Output files are written via atomic temp+rename and chmod'd to 0o600 on POSIX. NTFS does not honor POSIX permission bits. On Windows, the output file inherits the directory's NTFS ACL, which typically allows any local user to read it. Treat any AgentHound output stored on Windows as readable by every local user account.

TLS

  • All HTTP transports verify certificates by default.
  • --insecure disables certificate verification. Use only against self-signed targets in an authorized assessment, never as a default.
  • A regression test in modules/{mcp,a2a}/*_test.go asserts strict default verification — a code change that silently weakens this fails CI.

Supply chain

  • GitHub Actions are SHA-pinned. Major-tag references are not used. Updates flow through Dependabot in .github/dependabot.yml.
  • govulncheck runs on every PR (blocking). Stdlib vulns are patched by the Go toolchain version pinned in go.mod.
  • Go module licenses are checked against an allow-list (Apache-2.0, MIT, BSD-2-Clause, BSD-3-Clause, ISC, MPL-2.0, Unlicense, Zlib). Adding a copyleft dep fails CI.
  • Releases are cosign-signed. checksums.txt is signed via keyless OIDC; the signature gates every artifact in the release via the checksum chain.
  • SBOMs are published per archive. Syft generates SPDX-JSON attached to each release.
  • Verify install with the cosign one-liner shown in install.sh's output when cosign is not on the operator's PATH.

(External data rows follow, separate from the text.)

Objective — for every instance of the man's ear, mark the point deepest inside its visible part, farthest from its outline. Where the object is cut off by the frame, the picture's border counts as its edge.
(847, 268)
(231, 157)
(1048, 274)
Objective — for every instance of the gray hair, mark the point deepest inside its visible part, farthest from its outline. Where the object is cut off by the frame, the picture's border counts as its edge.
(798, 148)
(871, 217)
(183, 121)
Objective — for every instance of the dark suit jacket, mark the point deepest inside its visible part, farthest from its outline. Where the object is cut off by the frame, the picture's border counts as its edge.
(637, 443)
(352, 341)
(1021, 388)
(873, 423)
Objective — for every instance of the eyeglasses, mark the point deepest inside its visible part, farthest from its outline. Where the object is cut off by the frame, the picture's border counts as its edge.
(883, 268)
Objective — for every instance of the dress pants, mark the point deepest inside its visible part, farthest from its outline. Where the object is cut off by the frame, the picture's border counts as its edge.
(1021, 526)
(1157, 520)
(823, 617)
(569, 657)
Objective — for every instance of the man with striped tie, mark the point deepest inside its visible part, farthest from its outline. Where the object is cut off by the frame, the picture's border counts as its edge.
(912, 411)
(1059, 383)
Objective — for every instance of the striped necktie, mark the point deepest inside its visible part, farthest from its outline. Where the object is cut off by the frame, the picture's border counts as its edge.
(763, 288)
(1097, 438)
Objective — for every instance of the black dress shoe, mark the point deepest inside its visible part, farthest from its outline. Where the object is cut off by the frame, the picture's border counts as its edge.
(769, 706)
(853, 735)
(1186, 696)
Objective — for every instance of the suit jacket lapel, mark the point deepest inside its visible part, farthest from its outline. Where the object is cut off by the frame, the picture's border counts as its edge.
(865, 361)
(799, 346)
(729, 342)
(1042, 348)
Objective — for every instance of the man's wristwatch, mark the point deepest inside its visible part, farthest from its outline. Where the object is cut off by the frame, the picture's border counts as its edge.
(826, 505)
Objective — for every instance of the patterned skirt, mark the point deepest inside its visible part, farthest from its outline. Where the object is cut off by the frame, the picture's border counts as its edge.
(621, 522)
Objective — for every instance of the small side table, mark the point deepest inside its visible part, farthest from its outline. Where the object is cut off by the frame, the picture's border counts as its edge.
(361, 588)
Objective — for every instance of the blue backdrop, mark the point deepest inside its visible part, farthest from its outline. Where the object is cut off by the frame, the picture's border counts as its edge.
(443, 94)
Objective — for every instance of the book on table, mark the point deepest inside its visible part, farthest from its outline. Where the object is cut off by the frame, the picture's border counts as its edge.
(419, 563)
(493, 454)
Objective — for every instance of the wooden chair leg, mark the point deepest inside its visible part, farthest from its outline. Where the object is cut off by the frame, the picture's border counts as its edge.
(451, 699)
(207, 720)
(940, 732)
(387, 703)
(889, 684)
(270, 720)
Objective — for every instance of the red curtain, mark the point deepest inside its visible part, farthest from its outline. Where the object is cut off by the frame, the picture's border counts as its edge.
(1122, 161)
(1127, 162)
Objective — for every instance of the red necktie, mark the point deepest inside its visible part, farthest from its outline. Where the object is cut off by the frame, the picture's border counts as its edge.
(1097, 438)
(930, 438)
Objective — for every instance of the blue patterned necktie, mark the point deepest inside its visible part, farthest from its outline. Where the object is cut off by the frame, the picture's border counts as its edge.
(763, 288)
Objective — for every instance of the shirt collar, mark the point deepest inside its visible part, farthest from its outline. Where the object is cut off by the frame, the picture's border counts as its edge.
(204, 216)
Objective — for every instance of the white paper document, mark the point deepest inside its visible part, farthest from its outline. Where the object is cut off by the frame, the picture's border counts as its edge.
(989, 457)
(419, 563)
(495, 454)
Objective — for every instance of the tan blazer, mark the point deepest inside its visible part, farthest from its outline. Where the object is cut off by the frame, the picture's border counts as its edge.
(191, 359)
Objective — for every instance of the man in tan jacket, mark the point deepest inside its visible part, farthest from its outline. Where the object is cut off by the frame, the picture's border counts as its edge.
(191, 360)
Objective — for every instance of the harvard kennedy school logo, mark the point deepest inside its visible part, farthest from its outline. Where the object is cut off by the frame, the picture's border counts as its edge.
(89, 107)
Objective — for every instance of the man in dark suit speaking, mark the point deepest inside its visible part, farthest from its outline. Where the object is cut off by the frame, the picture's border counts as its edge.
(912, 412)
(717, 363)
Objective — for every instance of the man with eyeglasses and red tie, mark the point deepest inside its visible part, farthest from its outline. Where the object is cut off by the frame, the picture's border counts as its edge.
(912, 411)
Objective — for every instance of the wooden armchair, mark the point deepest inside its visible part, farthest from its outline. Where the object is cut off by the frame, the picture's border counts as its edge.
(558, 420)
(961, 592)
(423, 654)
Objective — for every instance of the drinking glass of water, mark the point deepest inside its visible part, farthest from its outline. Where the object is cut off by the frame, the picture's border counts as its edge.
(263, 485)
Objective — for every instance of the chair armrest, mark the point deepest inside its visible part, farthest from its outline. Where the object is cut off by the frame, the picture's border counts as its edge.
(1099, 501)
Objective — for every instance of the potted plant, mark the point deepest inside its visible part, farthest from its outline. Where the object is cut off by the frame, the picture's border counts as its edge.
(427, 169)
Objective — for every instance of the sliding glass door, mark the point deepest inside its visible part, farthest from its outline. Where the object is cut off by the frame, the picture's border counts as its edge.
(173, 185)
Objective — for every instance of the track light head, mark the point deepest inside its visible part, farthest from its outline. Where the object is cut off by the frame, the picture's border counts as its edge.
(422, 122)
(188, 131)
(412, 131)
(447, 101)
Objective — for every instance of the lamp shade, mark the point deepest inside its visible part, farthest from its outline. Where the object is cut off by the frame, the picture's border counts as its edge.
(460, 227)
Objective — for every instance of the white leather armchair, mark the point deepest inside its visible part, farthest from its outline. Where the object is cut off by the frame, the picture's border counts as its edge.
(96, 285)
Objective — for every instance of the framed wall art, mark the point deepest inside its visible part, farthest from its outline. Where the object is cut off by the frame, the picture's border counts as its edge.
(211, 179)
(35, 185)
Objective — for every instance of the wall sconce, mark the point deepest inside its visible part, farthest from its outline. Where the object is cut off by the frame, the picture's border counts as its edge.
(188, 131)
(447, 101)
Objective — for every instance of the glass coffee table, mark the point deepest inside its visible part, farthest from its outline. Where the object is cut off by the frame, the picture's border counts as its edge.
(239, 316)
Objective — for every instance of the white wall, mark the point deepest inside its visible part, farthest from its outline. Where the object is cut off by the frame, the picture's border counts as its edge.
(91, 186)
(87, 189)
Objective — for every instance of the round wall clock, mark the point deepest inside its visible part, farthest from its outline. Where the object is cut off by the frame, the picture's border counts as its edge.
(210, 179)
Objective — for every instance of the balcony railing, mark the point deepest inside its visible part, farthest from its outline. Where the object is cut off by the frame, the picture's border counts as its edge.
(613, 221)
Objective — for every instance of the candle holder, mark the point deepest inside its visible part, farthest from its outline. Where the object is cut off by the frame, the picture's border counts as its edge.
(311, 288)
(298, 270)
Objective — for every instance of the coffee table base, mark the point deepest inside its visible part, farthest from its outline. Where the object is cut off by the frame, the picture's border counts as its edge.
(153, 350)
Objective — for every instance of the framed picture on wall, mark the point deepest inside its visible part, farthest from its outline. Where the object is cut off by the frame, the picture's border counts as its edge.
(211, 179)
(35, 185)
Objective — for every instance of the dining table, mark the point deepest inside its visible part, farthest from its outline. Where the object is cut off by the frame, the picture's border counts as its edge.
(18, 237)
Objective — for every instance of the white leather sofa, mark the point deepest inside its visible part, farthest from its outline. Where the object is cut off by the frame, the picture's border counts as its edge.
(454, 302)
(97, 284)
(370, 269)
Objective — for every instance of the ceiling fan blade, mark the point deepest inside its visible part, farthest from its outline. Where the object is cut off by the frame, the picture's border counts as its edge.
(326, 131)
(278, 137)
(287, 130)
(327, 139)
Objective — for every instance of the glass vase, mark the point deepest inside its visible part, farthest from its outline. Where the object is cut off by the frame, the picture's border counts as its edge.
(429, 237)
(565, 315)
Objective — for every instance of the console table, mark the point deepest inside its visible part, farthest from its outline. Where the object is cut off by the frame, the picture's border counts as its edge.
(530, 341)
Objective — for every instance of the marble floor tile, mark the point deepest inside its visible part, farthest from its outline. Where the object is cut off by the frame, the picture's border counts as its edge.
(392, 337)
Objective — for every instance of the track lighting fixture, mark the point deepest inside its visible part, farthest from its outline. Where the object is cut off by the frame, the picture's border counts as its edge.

OPSEC reminders for operators

  • The binary's name and contents are a known fingerprint. Renaming the binary removes one signal; the import table and the agenthound-ingest JSON it emits are not stealth.
  • Atomic writes mean a SIGINT mid-scan does not leave a half-written scan file at the destination — but a temp file in the destination directory may briefly exist. The scan filename pattern is .agenthound-*.json during the write window.
  • The collector logs to stderr. Use --quiet to suppress everything except errors, or --log-json to capture structured logs to a file for later review.
  • Default install path is $HOME/.local/bin. Override with AGENTHOUND_INSTALL_DIR=/path if you need a different location. The installer never uses sudo and never writes outside of $AGENTHOUND_INSTALL_DIR.

Reporting vulnerabilities

See SECURITY.md for the disclosure process.